Three major pharmaceutical companies released Q1 earnings reports Friday morning.

AstraZeneca’s total revenue increased 60% to $11.3 billion, supported by Alexion medicines and numerous contracts for Vaxzevria, its COVID-19 vaccine, expected to complete delivery by later this year.

The British pharma giant benefited from its oncology revenues surging 25%. As far as revenue from other therapeutic areas, cardiovascular/renal/metabolism rose 18% and rare diseases grew 7%.

Notably, AZ acknowledged that total revenue from its COVID-19 medicines is likely to decline by a “low-to-mid twenties percentage,” with the gross margin from these products expected to be lower than the company average.

Still, the drugmaker reiterated its full-year 2022 guidance and also announced plans to establish a strategic R&D center in Cambridge, Mass.

“2022 has started strongly for AstraZeneca. Farxiga achieved $1 billion revenue in the quarter and our oncology medicines delivered product sales growth of 18%, despite COVID-19 continuing to impact cancer diagnosis and treatment,” said AZ CEO Pascal Soriot in a statement. “High-level results from the DESTINY-Breast04 trial pointed to Enhertu’s potential to redefine treatment of HER2-low metastatic breast cancer, and Ultomiris became the first and only long-acting C5 inhibitor approved for generalized myasthenia gravis in the U.S.”

Meanwhile, Bristol Myers Squibb posted revenues of $11.6 billion, marking an increase of 5% year-over-year.

The New York-based company saw double-digit revenue growth from both in-line products, namely blockbusters Eliquis and Opdivo, as well as its new product portfolio. Sales of oncology drug Yervoy also increased during the last quarter after European health regulators approved a combination treatment with Opdivo for patients with non-small cell lung cancer.

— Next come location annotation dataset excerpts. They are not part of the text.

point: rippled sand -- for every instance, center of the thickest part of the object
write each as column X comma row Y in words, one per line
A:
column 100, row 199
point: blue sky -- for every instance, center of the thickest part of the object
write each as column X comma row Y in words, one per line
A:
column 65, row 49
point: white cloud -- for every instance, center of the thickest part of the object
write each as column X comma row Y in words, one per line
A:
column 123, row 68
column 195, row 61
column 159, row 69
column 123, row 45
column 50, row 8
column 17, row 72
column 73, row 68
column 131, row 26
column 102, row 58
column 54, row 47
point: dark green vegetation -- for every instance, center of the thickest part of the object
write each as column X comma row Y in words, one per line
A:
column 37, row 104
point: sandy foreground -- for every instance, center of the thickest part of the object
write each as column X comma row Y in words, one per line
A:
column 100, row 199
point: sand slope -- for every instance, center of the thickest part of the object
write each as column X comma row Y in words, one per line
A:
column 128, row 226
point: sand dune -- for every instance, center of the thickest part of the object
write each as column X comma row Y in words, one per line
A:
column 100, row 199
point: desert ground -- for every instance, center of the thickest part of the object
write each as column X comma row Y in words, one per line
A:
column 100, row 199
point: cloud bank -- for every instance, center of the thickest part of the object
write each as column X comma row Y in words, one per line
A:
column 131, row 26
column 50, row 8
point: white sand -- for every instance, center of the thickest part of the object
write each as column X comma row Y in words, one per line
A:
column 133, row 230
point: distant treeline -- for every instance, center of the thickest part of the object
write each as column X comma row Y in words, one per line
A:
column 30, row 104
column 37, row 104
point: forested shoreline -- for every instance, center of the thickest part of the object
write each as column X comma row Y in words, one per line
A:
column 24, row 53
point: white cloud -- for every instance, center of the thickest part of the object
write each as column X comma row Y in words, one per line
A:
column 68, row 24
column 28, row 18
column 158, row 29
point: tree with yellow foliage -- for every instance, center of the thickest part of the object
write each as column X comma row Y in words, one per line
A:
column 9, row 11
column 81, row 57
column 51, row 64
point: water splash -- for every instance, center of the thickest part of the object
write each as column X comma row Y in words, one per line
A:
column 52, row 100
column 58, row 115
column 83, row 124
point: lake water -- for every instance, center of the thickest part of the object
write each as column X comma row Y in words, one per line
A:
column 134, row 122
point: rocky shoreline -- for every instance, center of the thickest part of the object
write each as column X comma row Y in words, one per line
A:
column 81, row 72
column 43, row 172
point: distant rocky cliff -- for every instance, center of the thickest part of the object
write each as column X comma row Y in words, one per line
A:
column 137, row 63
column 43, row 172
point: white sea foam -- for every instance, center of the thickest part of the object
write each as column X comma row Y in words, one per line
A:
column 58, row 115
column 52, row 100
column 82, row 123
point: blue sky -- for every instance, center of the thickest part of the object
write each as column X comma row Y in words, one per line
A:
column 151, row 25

However, the company experienced revenue declines for both cancer med Revlimid, down 5% year-over-year, as well as chemo drug Abraxane, down 32%. Bristol’s GAAP earnings per share decreased 34% compared to Q1 2021.

“We continue to execute against our strategic priorities, deliver solid revenue and earnings growth and advance our product pipeline,” said BMS CEO Giovanni Caforio in a statement. “Thanks to our team’s hard work and dedication, we achieved regulatory approvals of Opdualag and Camzyos, our new first-in-class medicines for patients living with metastatic melanoma and symptomatic obstructive hypertrophic cardiomyopathy, respectively. These milestone achievements, combined with our promising product pipeline and strong financial flexibility, provide a solid foundation that will enable us to deliver sustained growth and long-term benefits for our patients.”

Finally, AbbVie reported net revenues of $13.5 billion, up 4% year-over-year despite net revenues for immunology blockbuster Humira slipping 2.7%.

But fellow immunology meds chipped in. The company generated $940 million from Skyrizi, up 63.7% year-over-year, and $465 million from Rinvoq, up 53.6% year-over-year. AbbVie’s neuroscience portfolio grew 19.2% to $1.4 billion in revenues, and its aesthetics portfolio increased 20.5% to $1.3 billion.

AbbVie saw revenues for its hematologic oncology portfolio decrease by 1.6%, though net revenues for Venclexta rose 16.9%.

“This year is off to a strong start. Our first-quarter results highlight the diversity of our portfolio and include compelling performance from key growth drivers Skyrizi, Rinvoq, Aesthetics and Neuroscience,” said AbbVie CEO Richard Gonzalez in a statement. “Our momentum combined with ramping contributions from new products and new indications will drive accelerating revenue and EPS growth through the rest of the year.”